84cm i 11,5 kilo. Teraz ważył już 12 kilo-ale przez chorobę mu się schudło zeszedł ponizej. Teraz nie wiem ile-je jak szalony. Przez zapalenie gardła prawie nie jadł parę dni-a do niejadków nie należy.
 
tak czytam i czytam i przez przypadek weszlam nie w ten watek co chcialam wejsc..ale tu tez dzieci z mojego rocznika i chyba kiedys sie witalam :-p
a skoro juz zaznaczylam pewien cytat to pozwole sobie napisac conieco;-)
No właśnie gdzieś po pierwszych urodzinkach spróbujemy mleczka z kubeczka, zobaczymy, jak nam pójdzie:-). Nurse mówiła, żeby właśnie po roczku dawać krowie mleko zamiast modyfikowanego. To ja się pytam po co jest mleko po 1 i 2 roku życia???

w pl to samo mowia lekarze rodzinni, przynajmniej moj, a ona jest bardzo dobrym lekarzem ... tyle osob sie do niej zapisuje i przepisuje ze juz nie ma miejsc:-p
chodzi o to zeby dziecko sie nauczylo do normalnego mleka , i nie wprowadzac nagle w calosci tylko powoli po 1 butli ,m czy szklance dziennie , w zaleznosci z czego pije..no i to mleko po 1 i 2 roku jest po to gdyby te zmiany trwaly naprawde dlugo...
bo np moja mala to mleko i kaszke z butli , ale herbatki soczki , wode to tylko i wylacznie z kunbeczka plastikowego , normalnego bo niekapek jej nie odpowiada...

poza tym Asienko gratuluje ze Ania tez juz chodzi:-)
zdolna dziewczynka...
i jeszcze co do zabkow , to moja w nocy tylko plakala jak jej wychodzila gorna jedynka... pozostale byly bezbolesne...

aha i jeszcze chcialam zyczyc 100 latek i duzo zabawek malym roczniaczkom:tak:

i przepraszam ze sie wtracilam....:zawstydzona/y::sorry2:
 
reklama
tak czytam i czytam i przez przypadek weszlam nie w ten watek co chcialam wejsc..ale tu tez dzieci z mojego rocznika i chyba kiedys sie witalam :-p
a skoro juz zaznaczylam pewien cytat to pozwole sobie napisac conieco;-)

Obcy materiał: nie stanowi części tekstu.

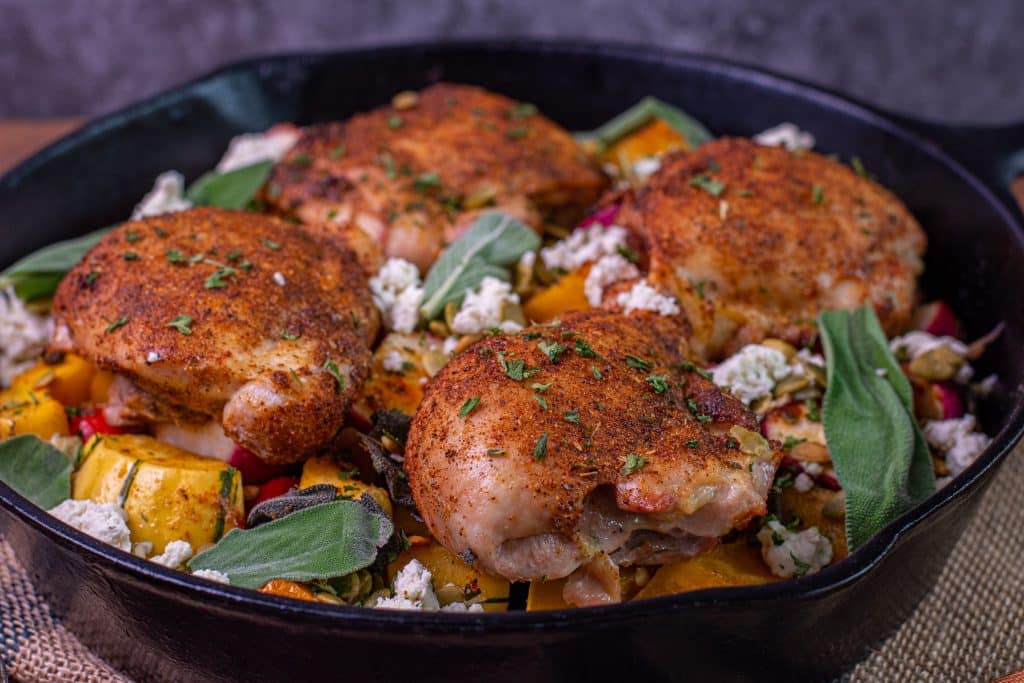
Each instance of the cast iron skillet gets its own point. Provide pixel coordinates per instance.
(161, 625)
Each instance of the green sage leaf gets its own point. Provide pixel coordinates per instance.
(322, 542)
(880, 454)
(36, 470)
(494, 243)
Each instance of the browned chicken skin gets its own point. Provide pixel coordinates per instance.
(403, 182)
(785, 236)
(272, 329)
(615, 453)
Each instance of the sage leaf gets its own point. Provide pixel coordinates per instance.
(880, 454)
(643, 113)
(38, 274)
(322, 542)
(36, 470)
(231, 189)
(494, 243)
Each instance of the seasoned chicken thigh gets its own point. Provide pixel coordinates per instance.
(755, 242)
(406, 181)
(226, 315)
(573, 449)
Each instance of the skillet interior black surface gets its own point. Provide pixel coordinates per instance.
(160, 625)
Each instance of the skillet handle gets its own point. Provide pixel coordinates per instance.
(994, 154)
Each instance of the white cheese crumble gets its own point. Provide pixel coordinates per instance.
(23, 336)
(250, 148)
(608, 269)
(397, 294)
(957, 440)
(787, 135)
(212, 574)
(175, 554)
(393, 361)
(752, 373)
(414, 589)
(585, 245)
(167, 196)
(790, 553)
(644, 297)
(104, 521)
(482, 308)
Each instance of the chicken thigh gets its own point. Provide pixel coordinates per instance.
(225, 315)
(402, 182)
(573, 449)
(755, 242)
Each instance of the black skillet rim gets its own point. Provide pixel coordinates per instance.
(828, 581)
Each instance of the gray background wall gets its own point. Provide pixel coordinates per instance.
(945, 60)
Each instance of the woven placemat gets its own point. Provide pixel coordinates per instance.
(971, 628)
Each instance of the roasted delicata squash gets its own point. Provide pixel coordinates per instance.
(29, 412)
(168, 494)
(68, 378)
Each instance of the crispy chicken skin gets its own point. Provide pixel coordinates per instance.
(403, 182)
(788, 236)
(264, 335)
(627, 460)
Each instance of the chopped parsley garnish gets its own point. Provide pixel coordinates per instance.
(709, 184)
(552, 349)
(120, 323)
(634, 463)
(468, 407)
(583, 349)
(638, 363)
(659, 383)
(792, 441)
(216, 280)
(541, 446)
(182, 324)
(332, 367)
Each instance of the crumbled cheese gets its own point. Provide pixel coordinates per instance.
(646, 167)
(482, 308)
(918, 343)
(249, 148)
(644, 297)
(167, 196)
(142, 549)
(212, 574)
(23, 336)
(753, 372)
(790, 553)
(104, 521)
(175, 554)
(413, 590)
(397, 294)
(957, 440)
(393, 361)
(787, 135)
(608, 269)
(803, 482)
(585, 245)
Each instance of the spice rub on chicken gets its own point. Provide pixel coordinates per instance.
(574, 449)
(403, 180)
(227, 316)
(755, 242)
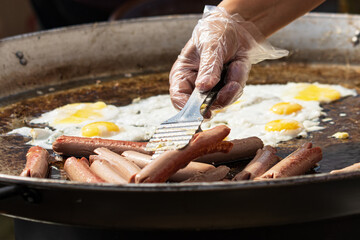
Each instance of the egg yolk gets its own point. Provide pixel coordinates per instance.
(80, 112)
(286, 108)
(316, 93)
(100, 129)
(282, 124)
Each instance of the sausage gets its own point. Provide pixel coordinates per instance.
(192, 169)
(126, 168)
(83, 147)
(354, 167)
(79, 170)
(36, 163)
(106, 171)
(168, 163)
(139, 159)
(216, 174)
(296, 163)
(264, 159)
(243, 148)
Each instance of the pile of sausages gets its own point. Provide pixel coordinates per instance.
(95, 160)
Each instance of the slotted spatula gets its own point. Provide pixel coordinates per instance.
(176, 132)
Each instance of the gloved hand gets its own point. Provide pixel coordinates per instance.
(218, 38)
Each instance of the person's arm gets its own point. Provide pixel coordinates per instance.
(270, 15)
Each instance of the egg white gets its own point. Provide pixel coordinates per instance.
(246, 117)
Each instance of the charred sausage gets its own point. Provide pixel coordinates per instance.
(296, 163)
(168, 163)
(265, 158)
(83, 147)
(79, 170)
(216, 174)
(126, 168)
(107, 171)
(36, 163)
(192, 169)
(243, 148)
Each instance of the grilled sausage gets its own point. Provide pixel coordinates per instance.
(216, 174)
(354, 167)
(168, 163)
(83, 147)
(265, 158)
(36, 163)
(79, 170)
(296, 163)
(126, 168)
(106, 171)
(243, 148)
(192, 169)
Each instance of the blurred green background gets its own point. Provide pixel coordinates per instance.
(6, 228)
(10, 26)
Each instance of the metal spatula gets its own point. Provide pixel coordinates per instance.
(176, 132)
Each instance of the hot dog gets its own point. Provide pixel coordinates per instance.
(243, 148)
(192, 169)
(126, 168)
(265, 158)
(36, 163)
(296, 163)
(106, 171)
(354, 167)
(216, 174)
(165, 165)
(79, 170)
(83, 147)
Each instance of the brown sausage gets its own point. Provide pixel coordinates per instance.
(354, 167)
(107, 171)
(168, 163)
(216, 174)
(243, 148)
(83, 147)
(296, 163)
(265, 158)
(192, 169)
(139, 159)
(36, 163)
(79, 170)
(126, 168)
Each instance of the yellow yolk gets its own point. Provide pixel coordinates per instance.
(316, 93)
(223, 109)
(286, 108)
(100, 129)
(341, 135)
(87, 111)
(282, 124)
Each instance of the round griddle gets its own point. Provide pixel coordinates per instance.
(118, 61)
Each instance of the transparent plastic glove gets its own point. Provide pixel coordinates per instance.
(218, 38)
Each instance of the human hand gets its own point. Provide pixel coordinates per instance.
(219, 38)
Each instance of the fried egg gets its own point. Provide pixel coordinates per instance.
(272, 112)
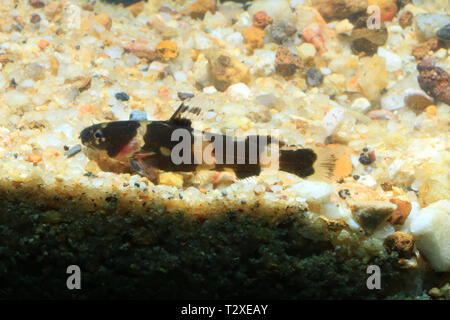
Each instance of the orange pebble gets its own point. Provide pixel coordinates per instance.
(35, 158)
(43, 43)
(431, 110)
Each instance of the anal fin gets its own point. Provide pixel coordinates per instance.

w pl to samo mowia lekarze rodzinni, przynajmniej moj, a ona jest bardzo dobrym lekarzem ... tyle osob sie do niej zapisuje i przepisuje ze juz nie ma miejsc:-p
chodzi o to zeby dziecko sie nauczylo do normalnego mleka , i nie wprowadzac nagle w calosci tylko powoli po 1 butli ,m czy szklance dziennie , w zaleznosci z czego pije..no i to mleko po 1 i 2 roku jest po to gdyby te zmiany trwaly naprawde dlugo...
bo np moja mala to mleko i kaszke z butli , ale herbatki soczki , wode to tylko i wylacznie z kunbeczka plastikowego , normalnego bo niekapek jej nie odpowiada...

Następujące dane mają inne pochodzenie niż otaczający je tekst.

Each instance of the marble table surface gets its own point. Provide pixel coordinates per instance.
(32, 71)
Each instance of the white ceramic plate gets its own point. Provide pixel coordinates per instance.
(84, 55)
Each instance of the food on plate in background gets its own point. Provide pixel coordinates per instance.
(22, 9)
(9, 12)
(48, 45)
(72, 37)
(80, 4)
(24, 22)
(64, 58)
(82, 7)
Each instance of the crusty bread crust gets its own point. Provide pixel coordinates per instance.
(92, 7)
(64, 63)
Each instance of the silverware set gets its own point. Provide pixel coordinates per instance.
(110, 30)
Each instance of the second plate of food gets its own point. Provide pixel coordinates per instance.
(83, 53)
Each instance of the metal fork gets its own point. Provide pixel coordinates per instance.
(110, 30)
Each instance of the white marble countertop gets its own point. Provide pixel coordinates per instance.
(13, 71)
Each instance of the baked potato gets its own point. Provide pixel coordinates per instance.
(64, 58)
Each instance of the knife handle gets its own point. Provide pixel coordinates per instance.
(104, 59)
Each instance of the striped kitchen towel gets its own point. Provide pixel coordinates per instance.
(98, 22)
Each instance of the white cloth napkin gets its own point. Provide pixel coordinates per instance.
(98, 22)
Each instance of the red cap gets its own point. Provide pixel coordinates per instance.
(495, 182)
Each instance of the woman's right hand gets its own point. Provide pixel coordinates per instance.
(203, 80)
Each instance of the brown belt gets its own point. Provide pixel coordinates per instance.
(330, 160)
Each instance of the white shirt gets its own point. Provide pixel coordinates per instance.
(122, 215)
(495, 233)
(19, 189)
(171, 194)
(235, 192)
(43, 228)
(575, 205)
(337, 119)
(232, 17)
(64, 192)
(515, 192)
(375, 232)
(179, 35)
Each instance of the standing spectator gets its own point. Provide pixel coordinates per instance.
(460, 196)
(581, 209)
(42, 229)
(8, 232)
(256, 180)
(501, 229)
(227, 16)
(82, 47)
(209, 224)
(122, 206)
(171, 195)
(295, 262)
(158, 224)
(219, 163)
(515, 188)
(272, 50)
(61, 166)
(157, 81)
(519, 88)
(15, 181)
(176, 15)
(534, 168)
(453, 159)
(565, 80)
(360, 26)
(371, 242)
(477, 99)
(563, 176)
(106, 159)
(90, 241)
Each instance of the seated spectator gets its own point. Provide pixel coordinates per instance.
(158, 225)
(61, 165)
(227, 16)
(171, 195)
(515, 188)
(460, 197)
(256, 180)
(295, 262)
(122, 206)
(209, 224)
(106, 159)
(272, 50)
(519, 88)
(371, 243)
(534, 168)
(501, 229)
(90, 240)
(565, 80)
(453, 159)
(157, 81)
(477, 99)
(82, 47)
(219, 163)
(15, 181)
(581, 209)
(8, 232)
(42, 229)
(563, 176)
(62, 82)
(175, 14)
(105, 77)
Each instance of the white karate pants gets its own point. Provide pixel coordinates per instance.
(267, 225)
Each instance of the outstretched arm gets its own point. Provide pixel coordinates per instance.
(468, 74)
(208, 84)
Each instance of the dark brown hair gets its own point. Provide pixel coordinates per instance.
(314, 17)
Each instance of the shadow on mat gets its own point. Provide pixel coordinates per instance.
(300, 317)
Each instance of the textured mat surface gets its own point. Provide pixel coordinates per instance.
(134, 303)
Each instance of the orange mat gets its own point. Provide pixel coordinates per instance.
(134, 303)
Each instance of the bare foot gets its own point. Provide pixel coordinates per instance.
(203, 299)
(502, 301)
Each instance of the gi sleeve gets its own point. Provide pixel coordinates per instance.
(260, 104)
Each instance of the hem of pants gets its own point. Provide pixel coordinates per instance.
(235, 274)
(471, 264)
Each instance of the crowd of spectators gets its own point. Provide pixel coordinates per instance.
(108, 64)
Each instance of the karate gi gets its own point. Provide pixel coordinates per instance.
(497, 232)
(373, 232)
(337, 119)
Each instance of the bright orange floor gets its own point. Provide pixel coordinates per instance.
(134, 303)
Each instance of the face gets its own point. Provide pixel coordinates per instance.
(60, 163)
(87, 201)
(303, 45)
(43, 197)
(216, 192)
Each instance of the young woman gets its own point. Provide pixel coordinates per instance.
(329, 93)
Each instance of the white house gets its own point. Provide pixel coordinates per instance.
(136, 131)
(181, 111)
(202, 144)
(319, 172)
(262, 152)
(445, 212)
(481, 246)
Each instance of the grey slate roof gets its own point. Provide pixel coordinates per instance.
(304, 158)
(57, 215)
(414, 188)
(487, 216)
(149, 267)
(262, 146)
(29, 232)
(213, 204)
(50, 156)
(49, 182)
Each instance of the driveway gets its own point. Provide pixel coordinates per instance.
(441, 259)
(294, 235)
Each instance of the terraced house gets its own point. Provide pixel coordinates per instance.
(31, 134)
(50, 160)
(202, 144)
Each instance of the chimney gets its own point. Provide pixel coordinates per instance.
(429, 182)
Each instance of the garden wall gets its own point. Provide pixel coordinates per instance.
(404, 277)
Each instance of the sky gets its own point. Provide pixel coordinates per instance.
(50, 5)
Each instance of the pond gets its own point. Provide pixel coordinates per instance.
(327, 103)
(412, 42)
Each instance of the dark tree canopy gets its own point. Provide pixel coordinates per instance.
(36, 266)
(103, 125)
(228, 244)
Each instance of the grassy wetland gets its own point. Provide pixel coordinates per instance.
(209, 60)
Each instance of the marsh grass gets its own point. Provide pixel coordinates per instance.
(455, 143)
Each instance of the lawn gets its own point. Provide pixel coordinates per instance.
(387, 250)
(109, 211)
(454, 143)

poza tym Asienko gratuluje ze Ania tez juz chodzi:-)
zdolna dziewczynka...
i jeszcze co do zabkow , to moja w nocy tylko plakala jak jej wychodzila gorna jedynka... pozostale byly bezbolesne...

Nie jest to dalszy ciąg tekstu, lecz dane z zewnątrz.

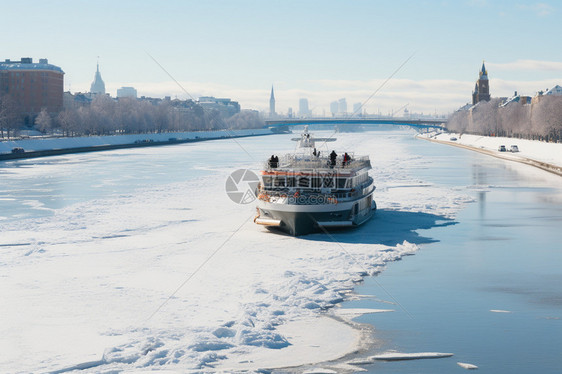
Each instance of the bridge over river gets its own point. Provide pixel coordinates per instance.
(420, 123)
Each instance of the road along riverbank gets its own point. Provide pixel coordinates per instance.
(545, 156)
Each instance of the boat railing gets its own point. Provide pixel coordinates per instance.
(293, 196)
(299, 162)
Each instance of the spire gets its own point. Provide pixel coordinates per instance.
(98, 86)
(272, 103)
(483, 72)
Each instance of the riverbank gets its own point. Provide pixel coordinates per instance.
(545, 156)
(40, 147)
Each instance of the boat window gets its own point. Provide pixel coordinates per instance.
(303, 182)
(328, 182)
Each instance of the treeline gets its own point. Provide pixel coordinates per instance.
(106, 116)
(541, 120)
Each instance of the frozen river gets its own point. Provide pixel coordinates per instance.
(134, 259)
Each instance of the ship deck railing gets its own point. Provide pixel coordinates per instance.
(299, 162)
(309, 196)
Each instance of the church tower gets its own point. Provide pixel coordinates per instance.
(98, 87)
(482, 87)
(272, 104)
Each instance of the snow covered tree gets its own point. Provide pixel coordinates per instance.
(43, 121)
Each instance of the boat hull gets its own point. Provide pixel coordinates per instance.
(306, 219)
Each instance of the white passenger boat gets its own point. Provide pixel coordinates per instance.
(308, 191)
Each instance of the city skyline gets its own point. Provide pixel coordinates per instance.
(321, 51)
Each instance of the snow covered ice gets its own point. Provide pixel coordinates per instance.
(177, 276)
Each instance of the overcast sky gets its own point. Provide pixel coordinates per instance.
(321, 50)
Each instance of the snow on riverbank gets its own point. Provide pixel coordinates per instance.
(42, 144)
(178, 277)
(550, 153)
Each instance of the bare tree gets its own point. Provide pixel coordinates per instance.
(8, 115)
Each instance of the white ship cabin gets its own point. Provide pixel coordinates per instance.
(313, 175)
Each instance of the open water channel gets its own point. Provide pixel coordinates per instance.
(490, 289)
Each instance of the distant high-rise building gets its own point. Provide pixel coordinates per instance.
(272, 104)
(98, 87)
(127, 92)
(342, 106)
(482, 87)
(225, 106)
(357, 109)
(334, 106)
(303, 108)
(32, 86)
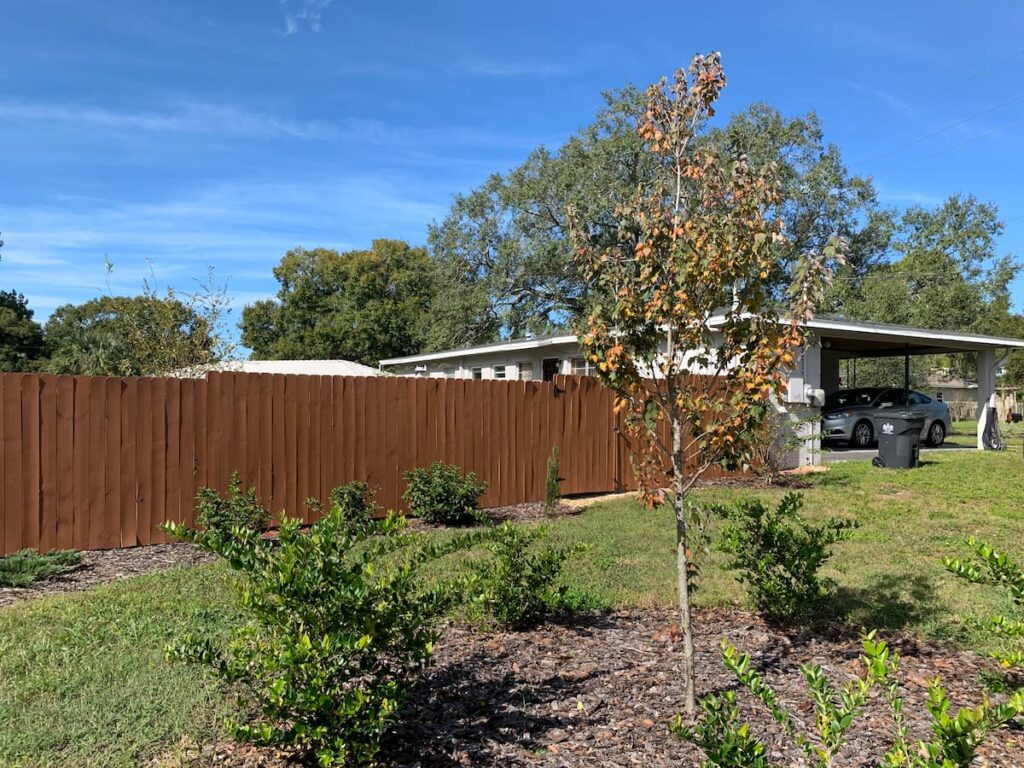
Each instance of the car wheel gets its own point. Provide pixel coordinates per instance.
(862, 434)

aha i jeszcze chcialam zyczyc 100 latek i duzo zabawek malym roczniaczkom:tak:

i przepraszam ze sie wtracilam....:zawstydzona/y::sorry2:

Dziękuję KaMciu za wtrącenie:-p;-)

U nas też mleko z kaszką w butli a inne picie z niekapka, ale chciałabym powoli wprowadzać jej mleko w kubeczku, żeby się przyzwyczaiła, ale kurcze nie wiem, jak się do tego zabrać, bo Ania toleruje mleko tylko przed snem i zanim dokończy już śpi. No i muszę się za smoka wziąć, bo mi się budzi w nocy jak jej wypadnie i nie umie znaleźć. Co dziwne, zaśnie ze smokiem, potem go wypluje. W dzień śpi normalnie ale w nocy, smok musi być.